Detection of Inefficiencies in Photovoltaic Solar Plants

Note: Documentation available on the GitHub Repository is currently in Spanish. It will be soon updated to English.

Table of Contents

1. Introduction

The client for this project is a photovoltaic solar power generation company. This company, which operates nationwide, has detected anomalous behaviors in two of its plants. However, the maintenance team cannot identify the cause of the problem.
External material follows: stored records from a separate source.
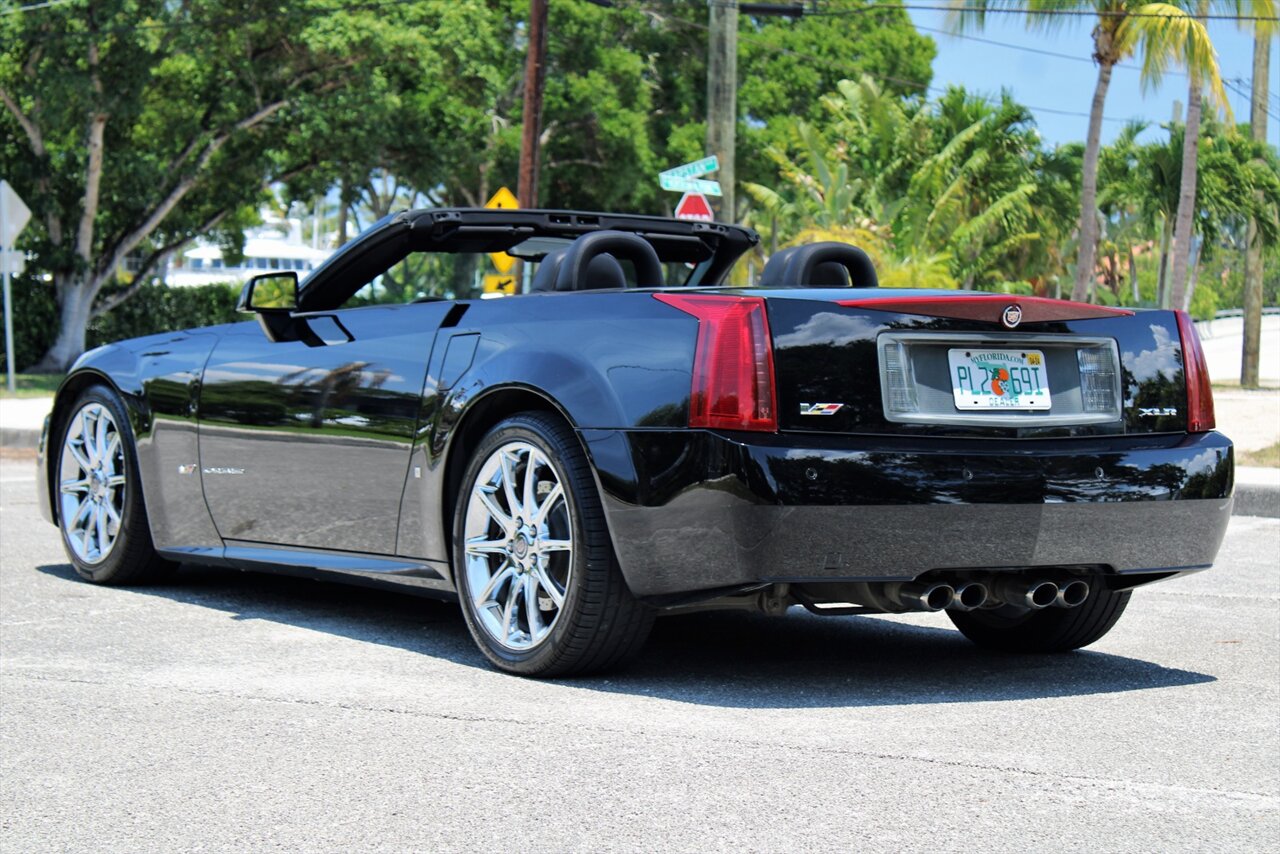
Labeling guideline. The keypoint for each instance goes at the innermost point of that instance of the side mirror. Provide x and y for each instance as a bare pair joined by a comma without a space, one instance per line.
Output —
270,292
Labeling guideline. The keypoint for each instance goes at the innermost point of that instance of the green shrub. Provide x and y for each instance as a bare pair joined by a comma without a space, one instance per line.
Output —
159,307
35,320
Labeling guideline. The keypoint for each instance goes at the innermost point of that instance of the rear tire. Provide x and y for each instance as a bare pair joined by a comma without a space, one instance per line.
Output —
99,494
1051,630
540,588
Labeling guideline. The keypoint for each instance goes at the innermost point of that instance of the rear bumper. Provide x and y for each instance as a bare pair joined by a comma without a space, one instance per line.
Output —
698,510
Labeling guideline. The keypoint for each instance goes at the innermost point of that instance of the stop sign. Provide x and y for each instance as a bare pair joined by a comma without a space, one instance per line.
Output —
694,206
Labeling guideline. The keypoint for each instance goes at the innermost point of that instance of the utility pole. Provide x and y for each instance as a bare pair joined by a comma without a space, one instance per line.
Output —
722,96
530,154
1251,354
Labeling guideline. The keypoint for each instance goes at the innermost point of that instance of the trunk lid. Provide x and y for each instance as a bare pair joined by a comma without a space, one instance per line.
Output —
965,364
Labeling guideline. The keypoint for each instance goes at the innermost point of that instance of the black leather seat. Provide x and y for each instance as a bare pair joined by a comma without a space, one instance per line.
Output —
828,264
544,278
593,263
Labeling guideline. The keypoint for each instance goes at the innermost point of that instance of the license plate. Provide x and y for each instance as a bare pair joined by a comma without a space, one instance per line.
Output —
999,379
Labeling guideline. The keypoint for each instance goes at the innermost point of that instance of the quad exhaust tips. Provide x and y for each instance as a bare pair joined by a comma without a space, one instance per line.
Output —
993,592
969,596
1027,593
919,596
1072,593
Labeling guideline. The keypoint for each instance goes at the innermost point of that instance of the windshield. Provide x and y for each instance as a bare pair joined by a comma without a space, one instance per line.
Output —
476,275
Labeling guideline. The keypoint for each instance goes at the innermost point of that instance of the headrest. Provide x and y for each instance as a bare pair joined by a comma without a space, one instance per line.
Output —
830,274
575,270
544,278
812,265
772,274
603,272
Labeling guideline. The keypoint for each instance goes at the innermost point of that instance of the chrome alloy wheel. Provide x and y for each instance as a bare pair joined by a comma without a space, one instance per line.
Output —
519,546
91,483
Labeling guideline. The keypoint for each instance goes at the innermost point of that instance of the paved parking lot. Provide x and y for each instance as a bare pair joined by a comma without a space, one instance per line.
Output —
243,712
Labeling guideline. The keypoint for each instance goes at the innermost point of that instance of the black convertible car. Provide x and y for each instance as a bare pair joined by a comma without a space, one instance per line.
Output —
625,435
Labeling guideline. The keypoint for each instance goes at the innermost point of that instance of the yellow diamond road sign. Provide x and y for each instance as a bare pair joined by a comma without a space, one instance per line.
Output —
499,283
504,200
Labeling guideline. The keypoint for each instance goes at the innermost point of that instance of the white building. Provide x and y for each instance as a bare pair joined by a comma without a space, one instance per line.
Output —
274,246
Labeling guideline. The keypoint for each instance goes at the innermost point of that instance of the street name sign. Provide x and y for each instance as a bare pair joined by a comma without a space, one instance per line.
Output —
690,186
693,169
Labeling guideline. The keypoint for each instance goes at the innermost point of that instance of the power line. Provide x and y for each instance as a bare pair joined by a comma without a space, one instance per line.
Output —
219,23
900,81
33,7
1028,49
1050,13
1248,97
Before dispatching a team of engineers, they have requested the data science team to analyze the sensor and performance data to identify the potential root cause of the issue.

Notes:

  • This article presents a technical explanation of the development process followed in the project.
  • Source code can be found here.

2. Objectives

The main objective is to analyze the data from the past month for the two affected solar plants and investigate the root cause of the problem. Based on this analysis, the company will decide whether to dispatch a team of engineers to the plants or apply another solution.


3. Project Design

This project has been designed by taking into consideration the following levers, KPIs, and entities from which data have been obtained. In addition, a brief scheme of how this photovoltaic solar plants works, is presented below.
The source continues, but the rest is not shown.